It would not be fair to suggest that all the inhabitants of Jamaica could be influenced by a jackanapes in a naval uniform and sword, riding on a donkey. There are of course a large number, a large majority, of really intelligent men and women who are properly religious. I mention extreme cases in order that it may be possible for you to gain some insight into the extraordinary character of the Black man. It is easy for any educated man to make great crowds of Jamaicans profess and call themselves Christians. To really imbue the people with a knowledge of the elementary duties of Christian people is a task of great difficulty. Sunday is their day of rest. The old people smoke their pipes and gossip in the shade of their doorways, the youngsters parade the town in all the glory of their gaudy finery. On Sunday the natural idleness of the coloured man is as it were legalised. Once a week their besetting sin of indolence becomes a real virtue. So the day is enjoyed to the full. It is never necessary to drive home to a nigger the fact that it is wicked to labour on the seventh day. The difficulty is to persuade him to work on the other six.

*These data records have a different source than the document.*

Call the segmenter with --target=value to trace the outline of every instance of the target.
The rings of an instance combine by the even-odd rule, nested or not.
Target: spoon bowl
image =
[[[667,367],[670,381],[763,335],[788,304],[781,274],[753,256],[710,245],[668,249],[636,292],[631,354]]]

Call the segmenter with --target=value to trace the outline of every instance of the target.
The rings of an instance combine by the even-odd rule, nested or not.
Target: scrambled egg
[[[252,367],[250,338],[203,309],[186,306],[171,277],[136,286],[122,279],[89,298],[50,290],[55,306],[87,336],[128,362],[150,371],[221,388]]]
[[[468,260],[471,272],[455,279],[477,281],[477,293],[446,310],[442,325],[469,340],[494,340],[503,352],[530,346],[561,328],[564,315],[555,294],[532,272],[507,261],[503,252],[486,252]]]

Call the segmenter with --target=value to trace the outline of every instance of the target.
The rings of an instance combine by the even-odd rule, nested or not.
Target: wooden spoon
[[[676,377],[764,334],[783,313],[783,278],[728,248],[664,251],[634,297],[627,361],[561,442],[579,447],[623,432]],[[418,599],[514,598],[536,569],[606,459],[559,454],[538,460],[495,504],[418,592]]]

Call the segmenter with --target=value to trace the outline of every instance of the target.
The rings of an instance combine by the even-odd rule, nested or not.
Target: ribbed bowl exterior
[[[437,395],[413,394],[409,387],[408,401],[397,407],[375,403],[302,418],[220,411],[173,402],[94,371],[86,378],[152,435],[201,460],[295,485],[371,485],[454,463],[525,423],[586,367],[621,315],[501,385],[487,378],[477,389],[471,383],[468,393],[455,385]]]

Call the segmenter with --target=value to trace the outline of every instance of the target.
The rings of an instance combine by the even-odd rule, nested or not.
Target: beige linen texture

Everyone has heard of the Jamaican revivalist meetings, those weird religious orgies where men and women run riot in the name of great salvation. They are difficult services to witness; the people, especially
the parson people, are shy in the presence of the unbelieving. You can only enter a native synagogue by means of great cunning and an utter absence of self-restraint. The interiors of such synagogues are commonplace—you can see their furniture and fittings in any tiny bethel in poorer London. The difference lies in the people only; in Jamaica they are all utterly black and very happy. The preacher wears spectacles, and has a white beard and conventional clerical collar and white shirt. The congregation are attired in all the tints of a German Noah’s Ark, and show examples of half the costumes known to civilisation and Whitechapel. Of course there are more women than men, but still the males that appear are not less zealous than the most excitable of the ladies. When the service has half spent itself, order, and the souls of the people, have become really affected. The solemnity of the place entirely disappears, and pandemonium comes in like a rustling, choking tornado. Men and women dance and pray and sing and shout, and then fall backwards to the hard wood floor clutching the empty air in the agony of spiritual exaltation. The preacher abstains from flinging himself into the heat of the melée with infinite difficulty, and by exercising his power of self-restraint in a manner inspiring to behold. The congregation exhausts its frenzy and lies quiet and purified, in the manner of a snake that has exhausted its poison gland in attacking the sacking held by an experienced charmer. In this manner is a large proportion of the population of the island every week, with great regularity, saved from damnation. The parson is carried home to sup with the senior deacon, and the congregation disperses into little groups of devotees, each member anxious to examine the religious experience of his brother, or explain at great length his own sensations of salvation.